# Implementing Iteration

## Agenda

1. Review: Iteration
2. Details: *iterables*, *iterators*, `iter`, and `next`
3. Implementing iterators with classes
4. Implementing iterators with *generators* and `yield`

## 1. Iteration

*Iteration* simply refers to the process of accessing — one by one — the items stored in some container. The order of the items, and whether or not the iteration is comprehensive, depends on the container.

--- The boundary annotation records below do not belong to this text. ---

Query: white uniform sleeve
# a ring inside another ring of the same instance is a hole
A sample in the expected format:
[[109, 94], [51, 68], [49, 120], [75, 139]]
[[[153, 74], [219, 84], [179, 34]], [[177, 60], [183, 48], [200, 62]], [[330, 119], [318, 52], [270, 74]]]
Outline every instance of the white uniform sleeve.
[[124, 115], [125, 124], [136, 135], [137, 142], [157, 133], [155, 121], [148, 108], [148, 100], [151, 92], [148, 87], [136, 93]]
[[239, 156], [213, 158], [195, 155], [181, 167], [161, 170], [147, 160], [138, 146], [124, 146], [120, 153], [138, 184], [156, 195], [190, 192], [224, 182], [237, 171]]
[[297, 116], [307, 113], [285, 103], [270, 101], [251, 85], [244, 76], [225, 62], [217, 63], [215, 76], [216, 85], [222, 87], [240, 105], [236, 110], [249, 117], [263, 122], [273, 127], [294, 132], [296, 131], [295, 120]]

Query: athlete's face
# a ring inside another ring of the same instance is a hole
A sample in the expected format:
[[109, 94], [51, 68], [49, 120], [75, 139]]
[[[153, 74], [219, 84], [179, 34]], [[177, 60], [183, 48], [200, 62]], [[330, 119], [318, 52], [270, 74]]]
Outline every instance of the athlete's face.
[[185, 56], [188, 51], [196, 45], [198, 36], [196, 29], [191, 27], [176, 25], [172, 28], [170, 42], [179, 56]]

In Python, we typically perform iteration using the `for` loop.

In [1]:
for i in range(10):
    print(i)

0
1
2
3
4
5
6
7
8
9


In [2]:
for c in 'CS 331':
    print(c)

C
S
 
3
3
1


In [3]:
for e in [3.14, 'hello', True]:
  print(e)

3.14
hello
True


In [4]:
for n in {5, 6, 7, 5, 3, 0, 9}:
  print(n)

0
3
5
6
7
9


In [5]:
for k,v in {'a': 'aardvark', 'b': 'bear', 'c': 'cat'}.items():
    print(f'{k} -> {v}')

a -> aardvark
b -> bear
c -> cat


## 2. *iterables*, *iterators*, `iter`, and `next`

We can iterate over anything that is *iterable*. Intuitively, if something can be used as the source of items in a `for` loop, it is iterable.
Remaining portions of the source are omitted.